When the Earth Melts (Stephanie Gehring)

Title: When the earth melts
Author: Stephanie Gehring
For Christ the King Sunday

There are many days when I do not know how to begin believing. Today is a day like that; what does it mean that Christ is king?

This is not a sermon to victims; I do not have words yet for that. Forgive me my silence.

It is a sermon, instead, to the guilty.

And what do I have to say to you, who have been accused of much you did not do, whose acts of courage and self-sacrifice have gone unnoticed?

…to you, who have done evil no one knows about, or who have done evil someone does know about.

…to you, who have been exhausted beyond all exhaustion, who are playing the role of soldier in order to get back home, who have been faithful and faithless and who are sometimes sure and sometimes lost, who have been broken and have broken others.

…to you, whose name I do not know: Your life is so different than mine and so much the same. Do I even need to say that I am guilty with you?

You’ve seen too much, and as I begin to hear news of what you may have done, I am exhausted with confusion. So I will keep this short. Let us come together before the throne of Christ our King, and learn what his reign is like as we kneel.

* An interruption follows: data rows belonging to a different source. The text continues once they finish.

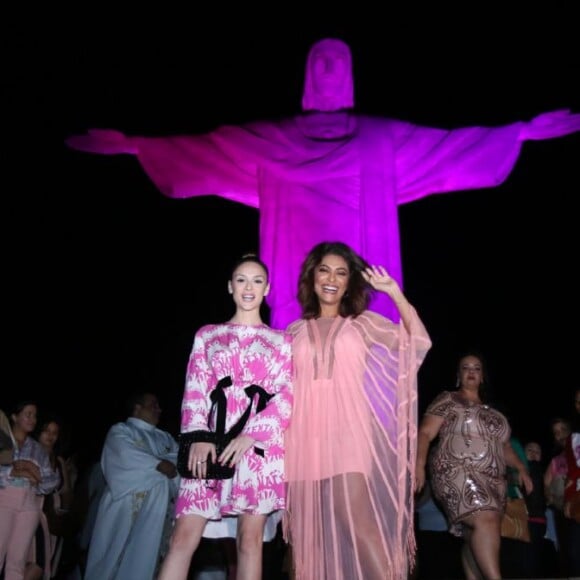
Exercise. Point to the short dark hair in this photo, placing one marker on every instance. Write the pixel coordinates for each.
(358, 294)
(249, 257)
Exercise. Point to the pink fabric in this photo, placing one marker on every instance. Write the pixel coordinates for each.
(249, 355)
(19, 518)
(329, 173)
(351, 446)
(327, 176)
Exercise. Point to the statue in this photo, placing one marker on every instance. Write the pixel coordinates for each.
(328, 173)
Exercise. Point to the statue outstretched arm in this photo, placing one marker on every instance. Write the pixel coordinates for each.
(104, 141)
(550, 125)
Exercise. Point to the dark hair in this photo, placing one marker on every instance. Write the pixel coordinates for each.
(358, 294)
(135, 398)
(484, 387)
(17, 408)
(249, 257)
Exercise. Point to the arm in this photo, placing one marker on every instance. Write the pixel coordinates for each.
(380, 280)
(198, 383)
(217, 163)
(428, 430)
(430, 160)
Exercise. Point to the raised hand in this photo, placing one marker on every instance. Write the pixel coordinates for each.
(380, 280)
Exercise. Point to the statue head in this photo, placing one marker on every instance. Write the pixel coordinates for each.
(328, 84)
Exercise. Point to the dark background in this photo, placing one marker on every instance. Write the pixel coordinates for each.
(107, 280)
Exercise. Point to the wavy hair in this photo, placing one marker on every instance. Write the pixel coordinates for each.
(358, 294)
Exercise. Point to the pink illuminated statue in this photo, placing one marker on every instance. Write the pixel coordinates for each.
(328, 173)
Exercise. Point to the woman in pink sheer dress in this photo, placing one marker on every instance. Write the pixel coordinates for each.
(250, 354)
(351, 444)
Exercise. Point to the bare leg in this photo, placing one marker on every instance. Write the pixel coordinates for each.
(470, 567)
(184, 542)
(352, 502)
(249, 544)
(484, 542)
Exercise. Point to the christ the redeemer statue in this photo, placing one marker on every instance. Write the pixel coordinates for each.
(328, 173)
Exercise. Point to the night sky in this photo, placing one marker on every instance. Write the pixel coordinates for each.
(108, 280)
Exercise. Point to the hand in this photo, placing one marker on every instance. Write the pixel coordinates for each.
(167, 468)
(419, 479)
(232, 454)
(380, 280)
(527, 482)
(550, 125)
(198, 457)
(105, 141)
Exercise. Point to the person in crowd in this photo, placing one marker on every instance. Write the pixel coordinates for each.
(23, 484)
(438, 551)
(571, 508)
(468, 465)
(250, 364)
(6, 440)
(135, 512)
(350, 498)
(328, 172)
(58, 521)
(554, 485)
(543, 555)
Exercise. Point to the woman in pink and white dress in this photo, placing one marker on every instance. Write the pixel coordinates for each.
(251, 364)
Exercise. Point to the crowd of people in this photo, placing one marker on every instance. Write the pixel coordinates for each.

We kneel together, for Christ has said that the desire to harm and destroy makes me as guilty as harming and destroying.

In the moments when the curtains tear from floor to ceiling and we see past our own lies and fears and shame, let us not turn away. Let us not stitch the curtain back together and go on as we did before. Let us look deeply at one another and ask, as we stand face to face: Have you been faithful to what you know is true? faithful to what you have seen?

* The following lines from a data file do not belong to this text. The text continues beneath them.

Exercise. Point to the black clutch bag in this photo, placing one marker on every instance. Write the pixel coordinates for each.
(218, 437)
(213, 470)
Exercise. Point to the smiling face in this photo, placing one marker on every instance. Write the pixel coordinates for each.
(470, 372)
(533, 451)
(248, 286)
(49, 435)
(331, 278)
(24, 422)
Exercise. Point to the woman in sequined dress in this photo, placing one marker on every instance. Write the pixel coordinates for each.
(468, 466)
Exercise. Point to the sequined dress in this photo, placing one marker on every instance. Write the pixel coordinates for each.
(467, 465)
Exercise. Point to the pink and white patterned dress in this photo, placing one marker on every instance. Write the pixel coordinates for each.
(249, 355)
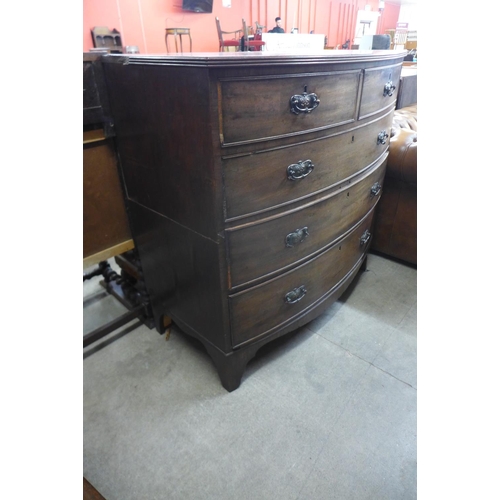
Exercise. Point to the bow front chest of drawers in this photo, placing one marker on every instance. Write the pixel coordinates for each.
(250, 182)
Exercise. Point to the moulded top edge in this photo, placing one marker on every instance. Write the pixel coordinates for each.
(225, 59)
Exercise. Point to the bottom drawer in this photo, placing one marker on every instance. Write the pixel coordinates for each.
(261, 309)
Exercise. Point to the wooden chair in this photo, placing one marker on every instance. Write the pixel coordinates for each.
(259, 27)
(234, 42)
(255, 44)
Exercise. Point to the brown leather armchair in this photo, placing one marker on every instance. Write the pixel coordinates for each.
(395, 225)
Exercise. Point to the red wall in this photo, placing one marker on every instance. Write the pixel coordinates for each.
(143, 22)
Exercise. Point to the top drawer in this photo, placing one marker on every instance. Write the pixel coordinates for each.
(261, 107)
(380, 90)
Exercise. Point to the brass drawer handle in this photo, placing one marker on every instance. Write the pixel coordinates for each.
(376, 188)
(303, 103)
(365, 238)
(299, 170)
(382, 137)
(295, 295)
(298, 236)
(389, 88)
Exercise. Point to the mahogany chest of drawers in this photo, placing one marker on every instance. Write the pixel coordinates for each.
(251, 182)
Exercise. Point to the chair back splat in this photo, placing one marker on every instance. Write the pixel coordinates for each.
(254, 43)
(224, 43)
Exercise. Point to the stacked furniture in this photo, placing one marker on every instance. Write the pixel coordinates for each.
(251, 183)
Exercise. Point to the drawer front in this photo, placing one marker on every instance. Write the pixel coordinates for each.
(264, 248)
(263, 308)
(262, 181)
(380, 90)
(260, 108)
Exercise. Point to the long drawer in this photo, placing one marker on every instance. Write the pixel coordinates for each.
(261, 309)
(262, 107)
(269, 179)
(294, 236)
(380, 90)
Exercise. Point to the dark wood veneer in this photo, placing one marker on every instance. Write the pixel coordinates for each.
(204, 143)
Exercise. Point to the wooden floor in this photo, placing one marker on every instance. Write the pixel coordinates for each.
(90, 493)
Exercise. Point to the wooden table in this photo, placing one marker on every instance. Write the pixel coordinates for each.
(178, 32)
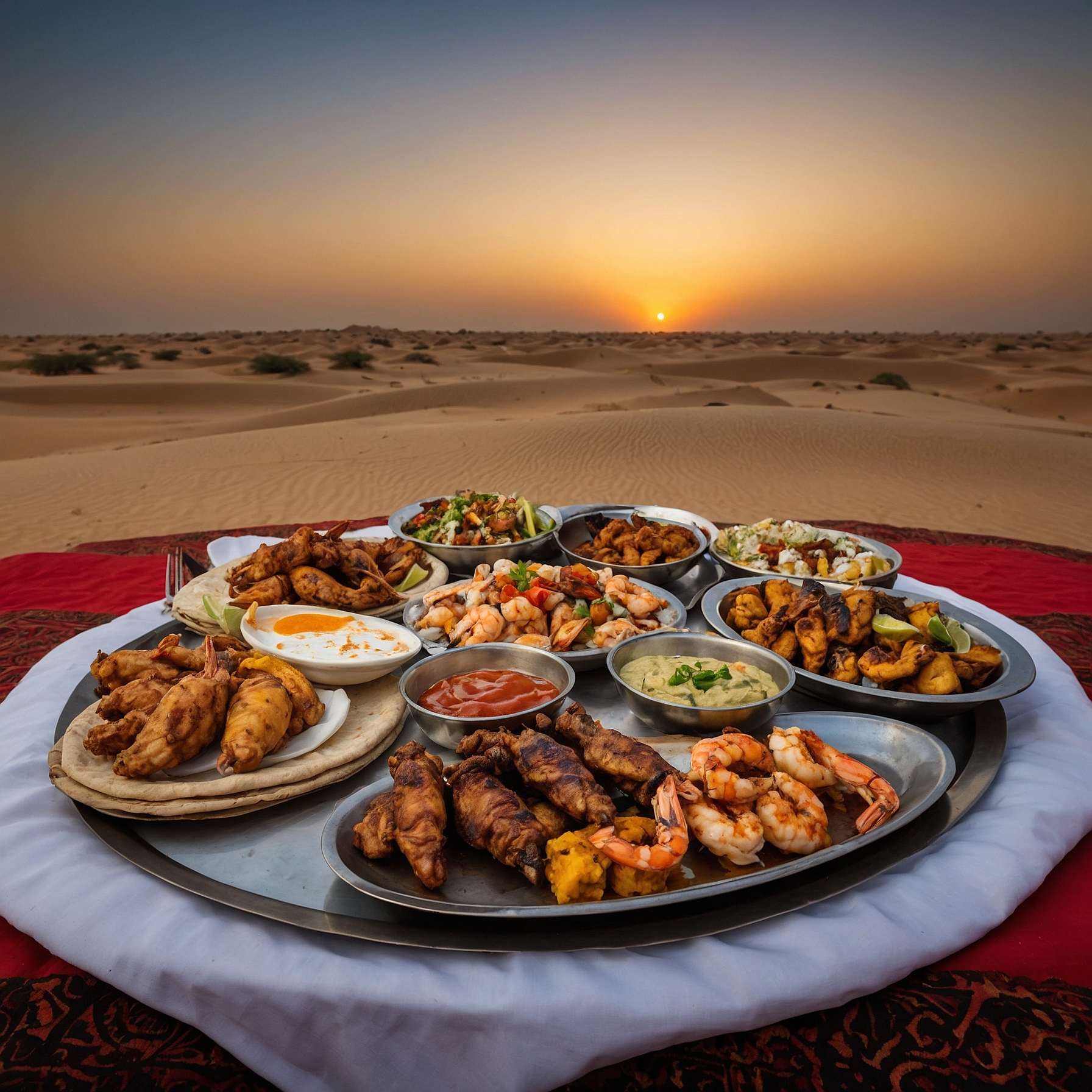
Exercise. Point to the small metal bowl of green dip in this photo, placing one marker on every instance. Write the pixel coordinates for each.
(671, 717)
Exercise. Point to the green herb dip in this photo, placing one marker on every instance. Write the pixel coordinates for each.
(707, 684)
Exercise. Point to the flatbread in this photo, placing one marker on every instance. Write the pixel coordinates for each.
(376, 710)
(188, 606)
(212, 807)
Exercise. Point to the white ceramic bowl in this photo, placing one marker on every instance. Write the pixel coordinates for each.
(336, 667)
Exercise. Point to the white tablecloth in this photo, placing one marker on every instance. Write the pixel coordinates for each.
(314, 1012)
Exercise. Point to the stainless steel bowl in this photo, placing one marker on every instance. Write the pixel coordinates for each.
(447, 731)
(667, 715)
(884, 580)
(466, 559)
(575, 532)
(1018, 671)
(583, 660)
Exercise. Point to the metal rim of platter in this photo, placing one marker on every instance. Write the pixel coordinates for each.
(884, 580)
(1018, 674)
(673, 615)
(979, 740)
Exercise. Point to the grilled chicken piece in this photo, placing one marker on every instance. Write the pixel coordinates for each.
(420, 815)
(375, 834)
(267, 593)
(257, 724)
(489, 816)
(551, 769)
(116, 736)
(143, 693)
(188, 718)
(318, 587)
(635, 767)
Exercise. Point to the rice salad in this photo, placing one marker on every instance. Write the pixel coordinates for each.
(800, 550)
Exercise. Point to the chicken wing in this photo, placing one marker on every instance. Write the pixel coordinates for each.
(318, 587)
(882, 667)
(812, 633)
(551, 769)
(375, 834)
(143, 693)
(306, 708)
(634, 766)
(257, 724)
(188, 718)
(115, 736)
(489, 816)
(420, 812)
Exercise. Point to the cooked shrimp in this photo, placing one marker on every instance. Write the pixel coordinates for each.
(638, 601)
(728, 767)
(478, 626)
(613, 631)
(672, 838)
(793, 817)
(792, 756)
(726, 831)
(854, 777)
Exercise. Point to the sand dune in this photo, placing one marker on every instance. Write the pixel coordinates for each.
(988, 439)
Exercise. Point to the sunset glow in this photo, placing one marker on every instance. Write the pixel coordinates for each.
(859, 171)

Tell me, what do you know is true? and what have you seen? Or should I not ask? I don’t know whether I can bear what you have seen.

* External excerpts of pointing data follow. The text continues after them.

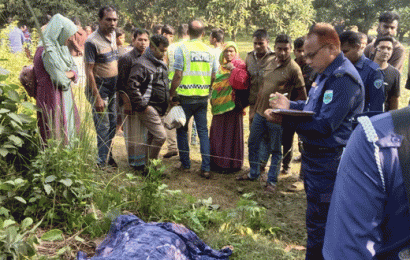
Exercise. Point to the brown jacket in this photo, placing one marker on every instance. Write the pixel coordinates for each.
(76, 43)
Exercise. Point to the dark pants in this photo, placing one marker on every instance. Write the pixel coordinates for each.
(198, 110)
(287, 143)
(319, 170)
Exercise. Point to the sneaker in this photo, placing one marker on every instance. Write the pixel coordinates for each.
(183, 169)
(170, 154)
(112, 163)
(270, 188)
(297, 158)
(205, 174)
(285, 172)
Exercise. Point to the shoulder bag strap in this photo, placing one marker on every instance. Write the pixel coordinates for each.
(401, 121)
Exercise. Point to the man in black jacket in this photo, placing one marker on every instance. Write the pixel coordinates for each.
(148, 92)
(134, 132)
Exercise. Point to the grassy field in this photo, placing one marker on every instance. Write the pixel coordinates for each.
(285, 210)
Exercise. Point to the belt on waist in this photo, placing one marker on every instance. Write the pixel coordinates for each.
(320, 149)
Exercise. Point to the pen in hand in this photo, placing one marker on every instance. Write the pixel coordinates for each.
(276, 97)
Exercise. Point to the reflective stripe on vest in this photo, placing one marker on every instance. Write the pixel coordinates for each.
(197, 69)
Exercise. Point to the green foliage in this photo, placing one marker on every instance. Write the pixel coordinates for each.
(17, 241)
(18, 127)
(18, 136)
(360, 13)
(292, 17)
(58, 190)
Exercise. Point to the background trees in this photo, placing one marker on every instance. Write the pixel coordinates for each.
(235, 17)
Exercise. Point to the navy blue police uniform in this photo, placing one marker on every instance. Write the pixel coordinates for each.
(336, 96)
(373, 79)
(369, 213)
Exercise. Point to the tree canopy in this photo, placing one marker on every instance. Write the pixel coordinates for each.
(292, 17)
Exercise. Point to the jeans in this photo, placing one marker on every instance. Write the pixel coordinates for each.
(287, 143)
(258, 127)
(105, 124)
(198, 110)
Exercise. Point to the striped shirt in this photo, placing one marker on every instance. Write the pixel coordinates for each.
(103, 53)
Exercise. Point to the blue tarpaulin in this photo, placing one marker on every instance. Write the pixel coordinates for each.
(131, 238)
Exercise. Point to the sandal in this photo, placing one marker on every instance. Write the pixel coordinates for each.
(244, 177)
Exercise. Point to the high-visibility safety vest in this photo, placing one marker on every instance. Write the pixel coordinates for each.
(171, 59)
(197, 71)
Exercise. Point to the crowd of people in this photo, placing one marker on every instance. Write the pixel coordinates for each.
(334, 80)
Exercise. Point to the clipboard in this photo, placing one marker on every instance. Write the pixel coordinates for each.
(293, 112)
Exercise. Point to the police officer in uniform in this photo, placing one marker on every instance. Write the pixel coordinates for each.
(369, 71)
(195, 69)
(337, 95)
(369, 214)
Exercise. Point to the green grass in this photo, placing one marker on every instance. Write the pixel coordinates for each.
(279, 233)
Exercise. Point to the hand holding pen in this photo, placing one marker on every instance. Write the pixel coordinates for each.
(277, 100)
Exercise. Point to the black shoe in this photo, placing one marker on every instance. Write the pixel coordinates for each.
(170, 154)
(141, 170)
(205, 174)
(112, 163)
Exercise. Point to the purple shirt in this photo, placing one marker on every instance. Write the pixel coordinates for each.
(16, 38)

When the earth changes and the waters roar and the mountains tremble and fall, in us and around us, and everything is hopeless — just before we give up hope, let us try to believe that there is a refuge that does not fail.

Let us call out when we are at the end of strength, when we are overwhelmed with confusion and despair–let us call out as we kneel together at the throne of Christ our King, and let us wait for an answer.